# Pandas

Pandas is a powerful library for data manipulation and analysis in Python. It is widely used in a range of fields, including data science, finance, and statistics.

## 001. DataFrame Importing / Exporting

## 001.000 Assets

Some assets to avoid too much typing

| Name        | Age|
|-------------|----|
| Mbappé      | 23 |
| De Bruyne   | 31 |
| Lewandowski | 33 |
| Benzema     | 34 |
| Messi       | 35 |

In [1]:
import sys
from pathlib import Path

current_dir = Path().resolve()
while current_dir != current_dir.parent and current_dir.name != "katas":
    current_dir = current_dir.parent
if current_dir != current_dir.parent:
    sys.path.append(current_dir.as_posix())

In [2]:
import pandas as pd
from lib.utils import fresh_df
from IPython.core.interactiveshell import InteractiveShell

pd.set_option('display.max_rows', None)
InteractiveShell.ast_node_interactivity = "all"
names_as_list = ["Mbappé", "De Bruyne", "Lewandowski", "Benzema", "Messi"]
ages_as_list = [ 23,       31,          33,             34,        35]

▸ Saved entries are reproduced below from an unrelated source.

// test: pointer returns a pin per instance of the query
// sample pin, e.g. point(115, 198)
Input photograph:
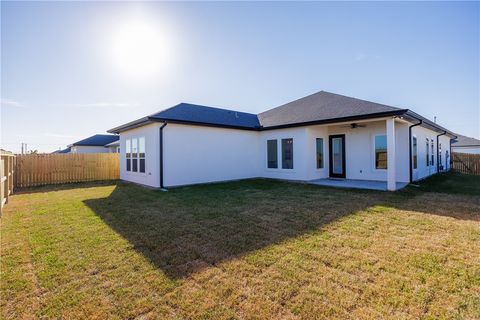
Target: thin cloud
point(59, 135)
point(10, 103)
point(103, 105)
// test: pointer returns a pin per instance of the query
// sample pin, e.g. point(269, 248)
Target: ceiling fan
point(354, 125)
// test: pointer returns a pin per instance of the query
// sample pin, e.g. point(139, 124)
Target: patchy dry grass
point(252, 249)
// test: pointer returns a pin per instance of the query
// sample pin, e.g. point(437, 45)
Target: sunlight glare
point(140, 48)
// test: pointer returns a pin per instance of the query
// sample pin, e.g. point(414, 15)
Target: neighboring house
point(463, 144)
point(324, 135)
point(99, 143)
point(66, 150)
point(114, 147)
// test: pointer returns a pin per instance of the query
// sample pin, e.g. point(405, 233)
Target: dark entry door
point(337, 156)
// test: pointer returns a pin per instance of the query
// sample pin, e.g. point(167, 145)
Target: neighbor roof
point(97, 140)
point(464, 141)
point(319, 108)
point(186, 112)
point(197, 114)
point(66, 150)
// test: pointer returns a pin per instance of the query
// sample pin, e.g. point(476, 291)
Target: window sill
point(133, 173)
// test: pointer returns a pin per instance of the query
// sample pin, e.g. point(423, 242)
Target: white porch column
point(391, 165)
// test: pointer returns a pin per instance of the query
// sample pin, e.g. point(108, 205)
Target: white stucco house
point(99, 143)
point(318, 137)
point(464, 144)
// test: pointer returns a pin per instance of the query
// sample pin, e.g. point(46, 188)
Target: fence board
point(466, 163)
point(35, 170)
point(7, 174)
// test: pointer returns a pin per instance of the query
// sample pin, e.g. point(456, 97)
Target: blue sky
point(62, 80)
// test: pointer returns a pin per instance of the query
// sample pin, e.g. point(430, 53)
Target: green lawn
point(253, 249)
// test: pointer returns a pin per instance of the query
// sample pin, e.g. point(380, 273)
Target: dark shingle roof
point(97, 140)
point(186, 112)
point(320, 106)
point(464, 141)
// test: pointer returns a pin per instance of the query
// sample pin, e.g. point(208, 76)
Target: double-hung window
point(432, 158)
point(319, 153)
point(414, 152)
point(135, 154)
point(381, 152)
point(128, 154)
point(440, 154)
point(287, 153)
point(427, 153)
point(272, 154)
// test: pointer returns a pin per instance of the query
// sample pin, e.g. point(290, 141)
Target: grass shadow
point(187, 229)
point(190, 228)
point(64, 186)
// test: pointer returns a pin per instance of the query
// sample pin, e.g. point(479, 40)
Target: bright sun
point(139, 48)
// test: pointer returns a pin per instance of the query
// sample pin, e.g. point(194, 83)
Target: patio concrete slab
point(357, 184)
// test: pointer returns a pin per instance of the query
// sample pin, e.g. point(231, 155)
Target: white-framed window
point(440, 154)
point(135, 154)
point(128, 154)
point(414, 152)
point(432, 153)
point(427, 152)
point(380, 152)
point(287, 153)
point(319, 147)
point(272, 154)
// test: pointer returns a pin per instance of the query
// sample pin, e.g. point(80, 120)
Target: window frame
point(432, 155)
point(415, 152)
point(282, 154)
point(375, 152)
point(276, 154)
point(322, 163)
point(427, 152)
point(130, 159)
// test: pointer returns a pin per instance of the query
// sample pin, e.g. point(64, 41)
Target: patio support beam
point(391, 165)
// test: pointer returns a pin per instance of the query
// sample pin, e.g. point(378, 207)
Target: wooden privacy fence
point(42, 169)
point(7, 164)
point(466, 163)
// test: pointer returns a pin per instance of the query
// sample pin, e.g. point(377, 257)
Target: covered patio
point(356, 184)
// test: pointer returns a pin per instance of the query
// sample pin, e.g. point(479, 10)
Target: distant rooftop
point(464, 141)
point(97, 140)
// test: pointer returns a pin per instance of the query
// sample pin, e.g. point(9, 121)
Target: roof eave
point(342, 119)
point(431, 124)
point(206, 124)
point(131, 125)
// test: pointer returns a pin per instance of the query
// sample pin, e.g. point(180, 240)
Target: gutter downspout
point(162, 187)
point(438, 154)
point(410, 147)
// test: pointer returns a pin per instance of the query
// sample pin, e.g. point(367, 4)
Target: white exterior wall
point(300, 160)
point(199, 154)
point(423, 170)
point(472, 150)
point(151, 177)
point(89, 149)
point(360, 150)
point(445, 142)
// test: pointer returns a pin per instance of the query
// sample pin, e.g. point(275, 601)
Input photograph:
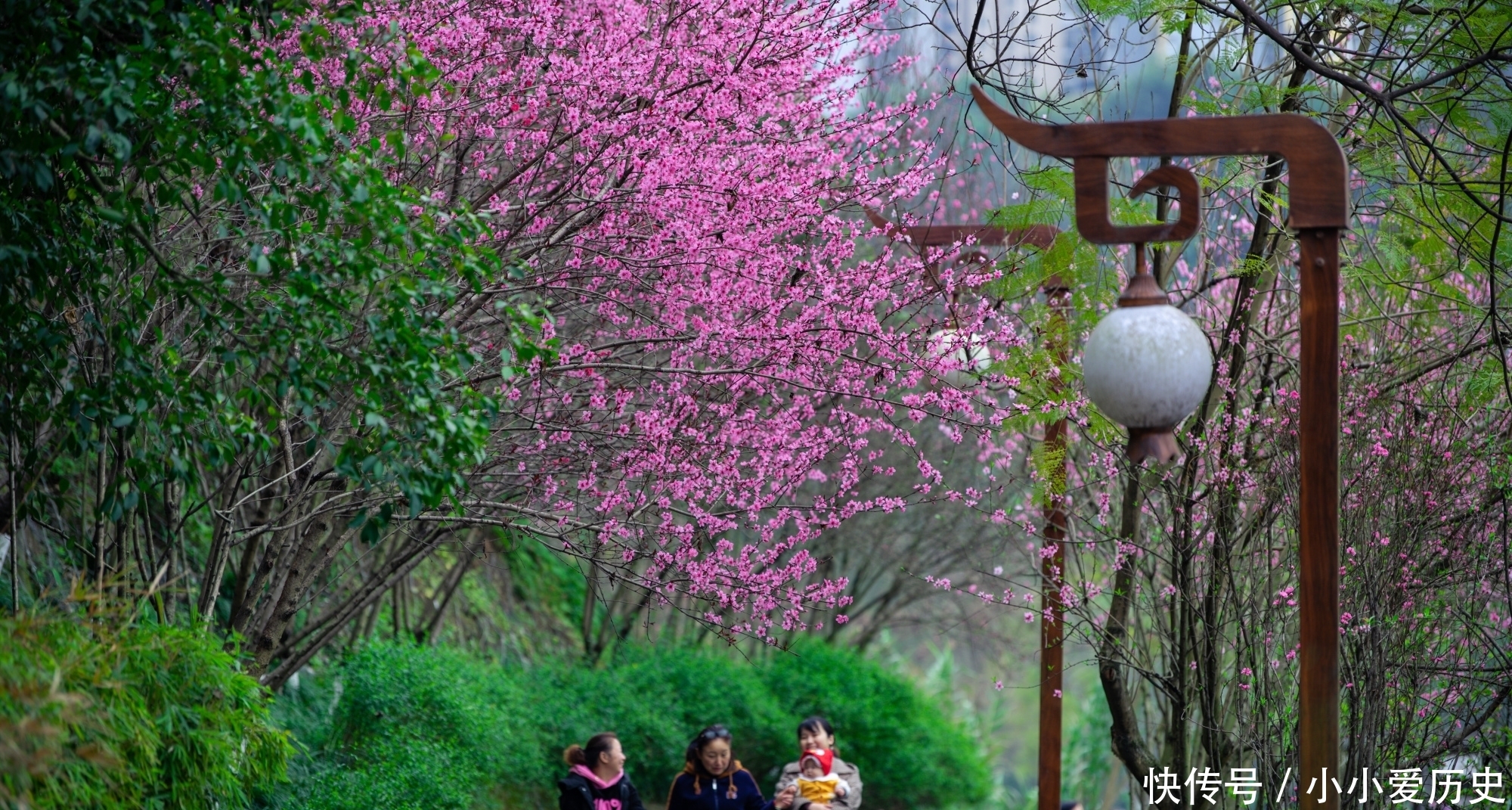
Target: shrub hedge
point(411, 728)
point(108, 714)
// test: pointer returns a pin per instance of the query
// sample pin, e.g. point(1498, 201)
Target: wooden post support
point(1319, 209)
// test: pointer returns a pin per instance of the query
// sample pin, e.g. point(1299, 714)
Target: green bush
point(438, 729)
point(102, 715)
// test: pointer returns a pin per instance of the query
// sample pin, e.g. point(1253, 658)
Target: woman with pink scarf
point(596, 779)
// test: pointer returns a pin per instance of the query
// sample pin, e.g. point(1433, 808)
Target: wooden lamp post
point(1319, 203)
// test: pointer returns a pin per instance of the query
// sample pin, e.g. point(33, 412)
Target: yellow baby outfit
point(820, 790)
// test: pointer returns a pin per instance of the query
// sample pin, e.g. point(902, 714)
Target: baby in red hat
point(817, 784)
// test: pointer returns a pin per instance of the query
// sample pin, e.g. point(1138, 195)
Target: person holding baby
point(820, 779)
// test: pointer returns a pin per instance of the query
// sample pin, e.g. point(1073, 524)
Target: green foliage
point(424, 728)
point(200, 250)
point(99, 715)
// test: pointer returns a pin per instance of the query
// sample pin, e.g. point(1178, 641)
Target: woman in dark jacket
point(596, 779)
point(714, 779)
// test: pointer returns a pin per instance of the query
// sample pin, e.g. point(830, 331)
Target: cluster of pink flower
point(678, 189)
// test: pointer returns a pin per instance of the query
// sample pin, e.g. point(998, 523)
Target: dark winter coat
point(734, 791)
point(578, 794)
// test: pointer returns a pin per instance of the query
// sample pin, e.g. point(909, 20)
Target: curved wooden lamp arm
point(1319, 183)
point(1319, 203)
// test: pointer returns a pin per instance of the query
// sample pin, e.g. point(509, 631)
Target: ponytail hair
point(589, 755)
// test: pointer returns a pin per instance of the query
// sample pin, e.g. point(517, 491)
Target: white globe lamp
point(1147, 366)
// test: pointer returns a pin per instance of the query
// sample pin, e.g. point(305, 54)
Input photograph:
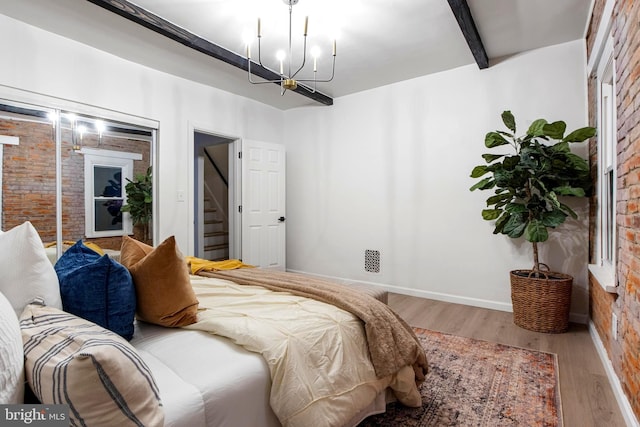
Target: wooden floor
point(587, 397)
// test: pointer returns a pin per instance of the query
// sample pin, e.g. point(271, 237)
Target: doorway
point(214, 190)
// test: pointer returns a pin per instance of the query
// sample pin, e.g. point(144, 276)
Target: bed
point(219, 371)
point(236, 352)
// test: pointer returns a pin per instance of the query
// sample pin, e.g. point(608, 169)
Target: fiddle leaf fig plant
point(139, 200)
point(528, 181)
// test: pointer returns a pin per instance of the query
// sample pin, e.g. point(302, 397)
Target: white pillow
point(11, 356)
point(69, 360)
point(25, 270)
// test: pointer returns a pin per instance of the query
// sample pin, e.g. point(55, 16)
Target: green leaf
point(567, 190)
point(491, 214)
point(485, 184)
point(494, 139)
point(514, 208)
point(500, 223)
point(536, 128)
point(511, 162)
point(515, 226)
point(498, 198)
point(580, 135)
point(536, 232)
point(509, 121)
point(560, 147)
point(491, 157)
point(553, 199)
point(478, 171)
point(554, 130)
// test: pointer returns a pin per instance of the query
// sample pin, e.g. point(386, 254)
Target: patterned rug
point(479, 383)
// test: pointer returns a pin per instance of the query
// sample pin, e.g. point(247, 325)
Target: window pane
point(107, 215)
point(107, 181)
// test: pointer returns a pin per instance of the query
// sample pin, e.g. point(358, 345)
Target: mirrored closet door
point(75, 176)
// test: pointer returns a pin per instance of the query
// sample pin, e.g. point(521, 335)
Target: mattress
point(206, 380)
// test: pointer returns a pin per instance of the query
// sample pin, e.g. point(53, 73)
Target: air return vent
point(372, 261)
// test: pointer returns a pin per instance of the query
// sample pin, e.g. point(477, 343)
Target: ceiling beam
point(155, 23)
point(462, 13)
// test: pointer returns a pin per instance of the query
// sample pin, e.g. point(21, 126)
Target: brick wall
point(28, 179)
point(625, 351)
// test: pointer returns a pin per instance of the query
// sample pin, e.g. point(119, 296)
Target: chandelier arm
point(333, 72)
point(304, 58)
point(259, 52)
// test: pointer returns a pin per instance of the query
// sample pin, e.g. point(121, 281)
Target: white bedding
point(317, 354)
point(206, 380)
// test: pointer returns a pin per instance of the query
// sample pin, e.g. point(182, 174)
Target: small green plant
point(527, 184)
point(139, 201)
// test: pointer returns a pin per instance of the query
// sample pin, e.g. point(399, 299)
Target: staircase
point(216, 233)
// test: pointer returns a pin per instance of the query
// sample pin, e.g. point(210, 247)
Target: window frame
point(604, 267)
point(106, 158)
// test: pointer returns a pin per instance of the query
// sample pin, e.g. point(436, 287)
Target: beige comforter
point(317, 354)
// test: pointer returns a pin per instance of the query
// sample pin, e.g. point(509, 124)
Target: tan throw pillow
point(72, 361)
point(161, 279)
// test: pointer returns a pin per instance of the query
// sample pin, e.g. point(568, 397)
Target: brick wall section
point(625, 351)
point(28, 179)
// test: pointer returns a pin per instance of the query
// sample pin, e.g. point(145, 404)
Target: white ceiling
point(378, 42)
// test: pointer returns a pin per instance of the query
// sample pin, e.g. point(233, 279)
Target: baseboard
point(476, 302)
point(439, 296)
point(621, 398)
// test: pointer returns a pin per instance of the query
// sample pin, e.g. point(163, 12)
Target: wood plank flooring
point(587, 397)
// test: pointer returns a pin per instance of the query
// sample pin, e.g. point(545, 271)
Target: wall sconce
point(53, 116)
point(100, 127)
point(81, 130)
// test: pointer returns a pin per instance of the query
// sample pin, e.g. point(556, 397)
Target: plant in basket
point(528, 176)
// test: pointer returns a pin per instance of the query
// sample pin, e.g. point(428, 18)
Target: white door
point(263, 204)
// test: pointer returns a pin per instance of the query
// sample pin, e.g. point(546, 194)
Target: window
point(605, 268)
point(106, 174)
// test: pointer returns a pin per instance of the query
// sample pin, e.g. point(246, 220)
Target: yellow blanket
point(197, 265)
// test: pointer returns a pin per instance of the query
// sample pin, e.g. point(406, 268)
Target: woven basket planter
point(541, 304)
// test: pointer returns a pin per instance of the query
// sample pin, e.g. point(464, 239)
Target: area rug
point(479, 383)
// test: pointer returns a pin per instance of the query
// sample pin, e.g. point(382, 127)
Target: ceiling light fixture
point(288, 80)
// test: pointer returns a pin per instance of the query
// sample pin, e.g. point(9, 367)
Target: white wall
point(44, 63)
point(388, 169)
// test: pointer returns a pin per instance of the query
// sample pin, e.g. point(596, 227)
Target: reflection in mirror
point(98, 158)
point(28, 168)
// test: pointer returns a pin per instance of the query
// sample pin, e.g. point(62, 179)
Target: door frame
point(235, 190)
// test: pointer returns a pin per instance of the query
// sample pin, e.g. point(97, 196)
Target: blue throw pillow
point(97, 288)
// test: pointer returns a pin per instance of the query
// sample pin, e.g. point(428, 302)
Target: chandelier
point(288, 74)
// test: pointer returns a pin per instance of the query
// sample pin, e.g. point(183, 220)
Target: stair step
point(216, 234)
point(216, 247)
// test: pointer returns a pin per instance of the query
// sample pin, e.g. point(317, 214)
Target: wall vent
point(372, 261)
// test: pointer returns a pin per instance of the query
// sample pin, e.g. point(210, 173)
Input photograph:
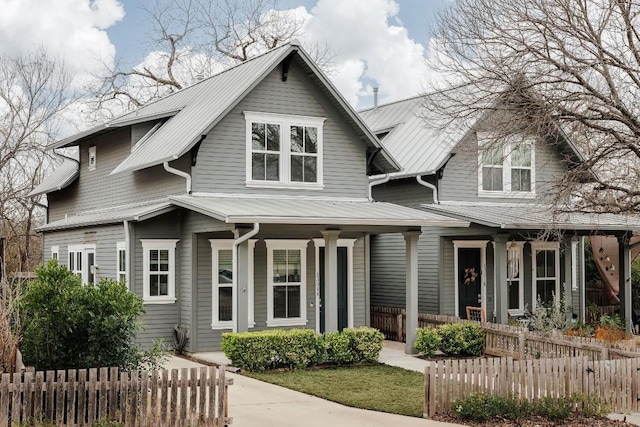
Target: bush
point(273, 349)
point(427, 341)
point(461, 339)
point(300, 348)
point(365, 343)
point(70, 325)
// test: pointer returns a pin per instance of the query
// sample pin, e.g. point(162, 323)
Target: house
point(516, 249)
point(239, 203)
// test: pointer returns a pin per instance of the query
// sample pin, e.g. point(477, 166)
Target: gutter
point(434, 189)
point(236, 243)
point(180, 174)
point(372, 184)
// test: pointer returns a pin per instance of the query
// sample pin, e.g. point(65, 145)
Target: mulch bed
point(576, 420)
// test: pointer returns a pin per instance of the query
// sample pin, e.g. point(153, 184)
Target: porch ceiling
point(307, 210)
point(534, 216)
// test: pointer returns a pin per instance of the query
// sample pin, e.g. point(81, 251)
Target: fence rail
point(508, 341)
point(196, 396)
point(615, 381)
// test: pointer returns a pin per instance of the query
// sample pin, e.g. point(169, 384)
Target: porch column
point(411, 251)
point(242, 283)
point(569, 273)
point(624, 253)
point(330, 280)
point(500, 277)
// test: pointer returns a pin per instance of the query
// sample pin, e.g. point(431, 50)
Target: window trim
point(92, 161)
point(544, 246)
point(159, 244)
point(301, 245)
point(285, 121)
point(227, 244)
point(484, 139)
point(520, 310)
point(122, 247)
point(55, 250)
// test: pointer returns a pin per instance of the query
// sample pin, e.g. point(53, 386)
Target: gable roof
point(192, 112)
point(422, 148)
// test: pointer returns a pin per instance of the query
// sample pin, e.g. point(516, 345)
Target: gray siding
point(221, 165)
point(460, 179)
point(105, 238)
point(96, 189)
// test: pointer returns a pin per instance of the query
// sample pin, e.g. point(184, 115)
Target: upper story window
point(159, 264)
point(284, 151)
point(505, 169)
point(92, 158)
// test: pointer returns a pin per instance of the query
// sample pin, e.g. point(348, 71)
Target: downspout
point(377, 182)
point(180, 174)
point(434, 189)
point(236, 243)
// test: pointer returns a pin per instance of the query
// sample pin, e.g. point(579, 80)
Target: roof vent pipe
point(375, 97)
point(433, 188)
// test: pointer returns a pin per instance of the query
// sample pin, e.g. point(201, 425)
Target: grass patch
point(376, 387)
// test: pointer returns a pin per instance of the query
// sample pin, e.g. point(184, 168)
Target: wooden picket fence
point(614, 381)
point(509, 341)
point(184, 397)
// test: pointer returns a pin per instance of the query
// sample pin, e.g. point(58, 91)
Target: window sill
point(284, 185)
point(507, 194)
point(287, 322)
point(158, 300)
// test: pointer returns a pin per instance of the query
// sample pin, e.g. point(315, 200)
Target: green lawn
point(377, 387)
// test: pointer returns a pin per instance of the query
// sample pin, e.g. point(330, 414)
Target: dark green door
point(469, 280)
point(343, 303)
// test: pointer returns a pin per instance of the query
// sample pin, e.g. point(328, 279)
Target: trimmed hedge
point(300, 348)
point(453, 339)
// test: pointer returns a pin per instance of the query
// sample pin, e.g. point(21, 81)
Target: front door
point(343, 303)
point(469, 279)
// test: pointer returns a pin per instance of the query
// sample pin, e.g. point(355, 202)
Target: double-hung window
point(159, 264)
point(284, 150)
point(121, 262)
point(222, 290)
point(506, 168)
point(286, 282)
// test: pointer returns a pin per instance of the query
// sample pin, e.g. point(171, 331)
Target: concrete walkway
point(256, 403)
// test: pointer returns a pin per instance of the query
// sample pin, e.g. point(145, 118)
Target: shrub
point(365, 343)
point(427, 341)
point(70, 325)
point(273, 349)
point(461, 339)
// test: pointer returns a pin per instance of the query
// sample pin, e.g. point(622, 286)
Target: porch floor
point(392, 354)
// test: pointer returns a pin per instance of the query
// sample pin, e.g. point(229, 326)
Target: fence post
point(521, 344)
point(399, 328)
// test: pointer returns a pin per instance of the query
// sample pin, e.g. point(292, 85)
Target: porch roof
point(131, 212)
point(534, 216)
point(307, 210)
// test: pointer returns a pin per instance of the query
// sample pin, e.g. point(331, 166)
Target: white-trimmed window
point(515, 282)
point(121, 262)
point(159, 264)
point(546, 271)
point(505, 168)
point(284, 150)
point(92, 158)
point(286, 282)
point(222, 283)
point(82, 262)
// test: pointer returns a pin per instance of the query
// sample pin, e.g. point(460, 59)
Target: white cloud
point(73, 30)
point(369, 33)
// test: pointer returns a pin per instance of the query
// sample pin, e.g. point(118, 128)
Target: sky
point(381, 43)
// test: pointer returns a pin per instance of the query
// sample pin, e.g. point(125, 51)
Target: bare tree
point(571, 68)
point(194, 39)
point(34, 89)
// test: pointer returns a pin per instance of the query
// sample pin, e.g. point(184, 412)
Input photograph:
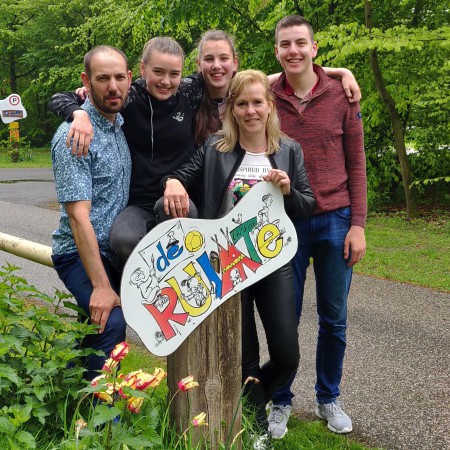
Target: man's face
point(295, 49)
point(109, 83)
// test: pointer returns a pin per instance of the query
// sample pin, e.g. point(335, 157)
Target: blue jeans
point(322, 239)
point(71, 271)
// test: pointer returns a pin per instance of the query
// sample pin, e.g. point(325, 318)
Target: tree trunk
point(213, 355)
point(397, 127)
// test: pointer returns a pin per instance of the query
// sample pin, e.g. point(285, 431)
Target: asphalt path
point(396, 376)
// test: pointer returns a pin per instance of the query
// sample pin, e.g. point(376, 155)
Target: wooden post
point(26, 249)
point(213, 355)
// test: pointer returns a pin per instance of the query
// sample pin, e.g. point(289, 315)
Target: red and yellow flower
point(199, 420)
point(187, 383)
point(120, 351)
point(134, 404)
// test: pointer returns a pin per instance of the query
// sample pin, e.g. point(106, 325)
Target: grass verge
point(410, 251)
point(303, 434)
point(34, 157)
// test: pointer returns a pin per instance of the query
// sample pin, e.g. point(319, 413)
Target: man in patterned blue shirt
point(92, 192)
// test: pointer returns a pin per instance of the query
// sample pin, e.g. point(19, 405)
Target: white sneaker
point(338, 421)
point(278, 418)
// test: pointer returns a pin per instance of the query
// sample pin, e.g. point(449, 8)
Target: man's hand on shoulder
point(80, 134)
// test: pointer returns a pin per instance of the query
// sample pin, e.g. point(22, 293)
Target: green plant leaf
point(26, 438)
point(6, 426)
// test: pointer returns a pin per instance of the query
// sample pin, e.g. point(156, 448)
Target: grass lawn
point(409, 251)
point(35, 157)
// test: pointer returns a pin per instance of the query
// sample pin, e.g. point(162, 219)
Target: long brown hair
point(207, 121)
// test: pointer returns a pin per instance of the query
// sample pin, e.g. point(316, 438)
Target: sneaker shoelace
point(335, 408)
point(278, 414)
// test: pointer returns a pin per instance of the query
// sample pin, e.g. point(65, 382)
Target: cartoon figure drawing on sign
point(235, 277)
point(263, 213)
point(159, 338)
point(172, 239)
point(194, 291)
point(149, 286)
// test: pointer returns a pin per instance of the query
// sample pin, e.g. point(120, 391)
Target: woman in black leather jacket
point(248, 149)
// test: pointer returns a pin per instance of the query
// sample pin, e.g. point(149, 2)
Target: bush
point(37, 341)
point(16, 151)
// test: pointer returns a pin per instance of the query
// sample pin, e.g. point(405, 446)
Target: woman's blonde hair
point(230, 129)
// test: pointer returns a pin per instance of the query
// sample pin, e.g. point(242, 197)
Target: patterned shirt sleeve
point(73, 178)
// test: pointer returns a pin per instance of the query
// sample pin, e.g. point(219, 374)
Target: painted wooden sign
point(169, 285)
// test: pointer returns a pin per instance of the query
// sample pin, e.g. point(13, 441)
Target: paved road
point(396, 384)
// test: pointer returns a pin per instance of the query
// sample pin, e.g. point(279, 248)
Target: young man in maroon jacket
point(314, 111)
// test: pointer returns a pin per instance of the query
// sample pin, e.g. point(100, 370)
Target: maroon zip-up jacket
point(330, 131)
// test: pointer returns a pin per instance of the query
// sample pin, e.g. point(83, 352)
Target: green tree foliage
point(42, 43)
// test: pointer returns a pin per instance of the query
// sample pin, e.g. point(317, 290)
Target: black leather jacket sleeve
point(63, 104)
point(212, 171)
point(301, 201)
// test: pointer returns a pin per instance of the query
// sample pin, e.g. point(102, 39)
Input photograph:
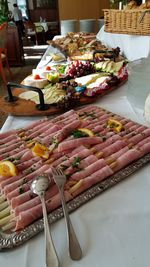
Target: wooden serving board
point(23, 107)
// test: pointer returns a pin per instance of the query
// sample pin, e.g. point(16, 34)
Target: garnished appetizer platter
point(93, 147)
point(57, 87)
point(76, 70)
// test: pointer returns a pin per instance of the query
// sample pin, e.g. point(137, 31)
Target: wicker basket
point(132, 21)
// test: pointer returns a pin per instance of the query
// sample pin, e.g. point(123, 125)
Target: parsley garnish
point(78, 134)
point(21, 190)
point(76, 162)
point(53, 140)
point(64, 167)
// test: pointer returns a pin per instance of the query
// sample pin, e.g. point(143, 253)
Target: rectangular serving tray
point(12, 240)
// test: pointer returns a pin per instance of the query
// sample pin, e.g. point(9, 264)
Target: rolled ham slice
point(86, 141)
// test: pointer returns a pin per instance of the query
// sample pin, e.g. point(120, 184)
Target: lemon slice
point(114, 125)
point(7, 168)
point(86, 131)
point(40, 150)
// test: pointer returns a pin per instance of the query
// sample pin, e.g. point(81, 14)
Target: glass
point(139, 85)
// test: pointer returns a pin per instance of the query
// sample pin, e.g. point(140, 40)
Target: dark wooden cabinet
point(14, 47)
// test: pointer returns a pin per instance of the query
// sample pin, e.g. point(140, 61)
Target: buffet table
point(113, 228)
point(133, 47)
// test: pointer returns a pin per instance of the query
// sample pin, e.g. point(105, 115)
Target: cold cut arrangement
point(89, 145)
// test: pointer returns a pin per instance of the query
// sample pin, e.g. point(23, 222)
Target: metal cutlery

### 001.001 Dictionary of arrays

1. Replicate this data as a dataframe with a dictionary of arrays, using a constructor, and print it
1. Do the same, but using from_dict
1. Extract the dict out of the df again with to_dict


In [3]:
# solution


### 001.002 List of dictionaries

1. Create a list where every entry is a dict with keys "Name" and "Age", and print it
1. Do the same, but using from_records
1. Extract the list out of the df again with to_dict (not to_records). Note that you can actually get a list and not a dict, with the right parameters...


In [4]:
# solution


### 001.003 2D Numpy array

1. Import numpy
1. Create a Nump 2D array with the same data as before, but with an extra column for "Last Updated" with a pd.Timestamp
1. Print the numpy array
2. Import as a pandas DataFrame
1. Update the Last Updated column to the current timestamp
3. Make sure the colum names are still "Name", "Age", "Last Updated"
1. Export to a Nump 2D array
1. convert to a NumPy and print it, proving the timestamp is different


In [5]:
# solution


### 001.004 Pandas Series

1. Replicate 001.003 but create two pandas series from the two lists, and then concatenate them
1. Make sure the colum names are still "Name" and "Age"

In [6]:
# solution


### 001.005 SQL (sqlite)

1. Create a DataFrame by reading from table 'players' in SQLite DB "001.005.sqlite" with the built-in SQLite module. Note that the index column is called 'id'
1. Show it with df.head()
1. Change the Last Updated column to the current timestamp in the DataFrame
1. Write the updated DataFrame data to the database. Make sure you tell the function to use the 'id' column for indices
1. Load the data again in a new DataFrame
1. Show it with df.head(), and confirm it's different from the previous one.
1. Also confirm there are no extra index columns



In [7]:
# solution


### 001.006 SQL (sqlalchemy)

1. Replicate 001.005 but use sqlalchemy to connect to the DB

(Note: you will probably get warnings, but you can ignore them)

In [8]:
# solution


### 001.007 TSV file

1. Replicate 001.005 but with the TSV file "[001.007.tsv](001.007.tsv)". Save that file location to a variable
1. TSV is a CSV but with "\t" as seprator
1. Bear in mind the same issues as 001.004 for index columns

In [9]:
data_file = "001.007.tsv"
# solution


### 001.008 JSON file

1. Replicate 001.005 but with the JSON file "[001.008.json](001.008.json)". Save that file location to a variable
1. Make sure non ASCII characters are readable

In [10]:
data_file = "001.008.json"
# solution


### 001.009 From a table in an HTML page

1. Replicate 001.005 but with the HTML file "[001.009.html](001.009.html)". Use beautifulsoup4 flavor
1. Make sure there is only a single header row, ids are shown, and the ID column is called 'ID'

In [11]:
data_file = "001.009.html"
# solution